Le mot rencontre revient très souvent dans votre livre. Y a-t-il des rencontres que vous pourriez qualifier d’inoubliables ?

Oui, il y en a, elles sont parfois furtives, un visage, une voix, une situation observée même à distance, laissent parfois des marques indélébiles dans notre mémoire, nous les convoquons souvent pour donner un exemple ou se fixer une ligne de conduite à suivre dans nos propres actions. J’ai réalisé des portraits pour la radio roumaine sur ce sujet en allant à la rencontre des Roumains mais parfois ces rencontres provoquées ne laissaient plus de place à la magie du hasard. Il y a aussi des rencontres qui évoluent dans le temps, se prolongent et nous aident aussi à grandir. Parfois on idéalise une rencontre, voilà pourquoi je suis très reconnaissant des gens qui me supportent dans le temps et j’espère bien qu’ils seront tout aussi reconnaissants que je puisse les supporter dans la durée (rire).

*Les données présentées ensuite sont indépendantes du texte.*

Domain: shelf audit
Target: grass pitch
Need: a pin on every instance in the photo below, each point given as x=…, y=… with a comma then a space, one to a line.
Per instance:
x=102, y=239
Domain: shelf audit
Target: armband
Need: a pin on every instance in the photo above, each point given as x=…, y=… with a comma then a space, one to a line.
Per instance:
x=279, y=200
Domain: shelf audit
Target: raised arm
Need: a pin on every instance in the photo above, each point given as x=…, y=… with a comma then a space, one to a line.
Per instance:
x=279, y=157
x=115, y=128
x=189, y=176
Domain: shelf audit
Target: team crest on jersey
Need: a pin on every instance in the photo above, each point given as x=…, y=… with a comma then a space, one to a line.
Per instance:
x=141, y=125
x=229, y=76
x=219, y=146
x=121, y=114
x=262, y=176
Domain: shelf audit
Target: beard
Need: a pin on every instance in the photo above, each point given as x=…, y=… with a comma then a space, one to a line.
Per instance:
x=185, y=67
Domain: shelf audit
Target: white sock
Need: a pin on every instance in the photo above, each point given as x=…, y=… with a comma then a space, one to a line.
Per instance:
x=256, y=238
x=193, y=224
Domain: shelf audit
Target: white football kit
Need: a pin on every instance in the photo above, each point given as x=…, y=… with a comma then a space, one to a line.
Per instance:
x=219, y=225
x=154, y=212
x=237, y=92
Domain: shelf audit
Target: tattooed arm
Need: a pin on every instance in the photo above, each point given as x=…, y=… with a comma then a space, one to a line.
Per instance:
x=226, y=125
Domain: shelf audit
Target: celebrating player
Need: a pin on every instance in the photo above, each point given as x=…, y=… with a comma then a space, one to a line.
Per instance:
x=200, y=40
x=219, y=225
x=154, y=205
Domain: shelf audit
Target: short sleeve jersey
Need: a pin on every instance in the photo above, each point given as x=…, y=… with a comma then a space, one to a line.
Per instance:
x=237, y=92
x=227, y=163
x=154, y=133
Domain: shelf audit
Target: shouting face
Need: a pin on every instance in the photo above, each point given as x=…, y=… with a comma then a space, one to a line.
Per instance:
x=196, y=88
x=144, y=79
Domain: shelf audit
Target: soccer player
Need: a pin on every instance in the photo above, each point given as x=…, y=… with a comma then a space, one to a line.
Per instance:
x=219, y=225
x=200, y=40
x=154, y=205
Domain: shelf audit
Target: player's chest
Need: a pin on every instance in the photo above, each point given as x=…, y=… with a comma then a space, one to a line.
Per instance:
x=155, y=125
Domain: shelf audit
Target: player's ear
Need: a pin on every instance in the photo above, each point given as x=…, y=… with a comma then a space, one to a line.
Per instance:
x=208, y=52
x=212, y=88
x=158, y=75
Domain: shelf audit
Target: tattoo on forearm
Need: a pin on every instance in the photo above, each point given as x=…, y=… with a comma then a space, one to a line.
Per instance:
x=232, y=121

Vous avez structuré votre récit en 52 petits chapitres, qui sont autant de fragments émerveillés sur votre aventure franco-roumaine. Pourquoi cette fragmentation au lieu d’un récit plus ample ?

Je crois à la matière organique d’un récit, on écrit sur ce que l’on peut et la forme s’impose souvent d’elle-même. J’écrivais de manière fragmentée car je le faisais à côté d’un travail où ma vie était tout autant fragmentée. J’avais l’impression d’être double et de rédiger ces textes comme on respire entre deux brasses en apnée. Il y avait d’un côté, mon existence clandestine, celle de l’aspirant écrivain, et celle de l’employé qui doit être sociable et nourrir celui qui se devait d’écrire. Le livre est donc un moyen de s’arrêter pour respirer, de réconcilier les deux en se questionnant sur une manière de vivre autrement, sur le désir de réenchanter son quotidien.

Que souhaiter à votre livre au début de cette aventure roumaine ?

Avec « Hoinar prin România » j’espère qu’ils retrouveront des bribes de perceptions, qu’ils verront leur pays à travers les yeux d’un étranger pour retrouver peut-être, ce que leur regard trop habitué et parfois désabusé face au réel, ne perçoit plus ou ne veut tout simplement plus voir. Nous avons tous un rapport compliqué à notre propre culture mais il faut faire la paix avec soi-même, c’est important pour aller de l’avant.

Interview Dan Burcea

Grégory Rateau, « Hoinar prin România », Editura Polirom, 2019, 240 p.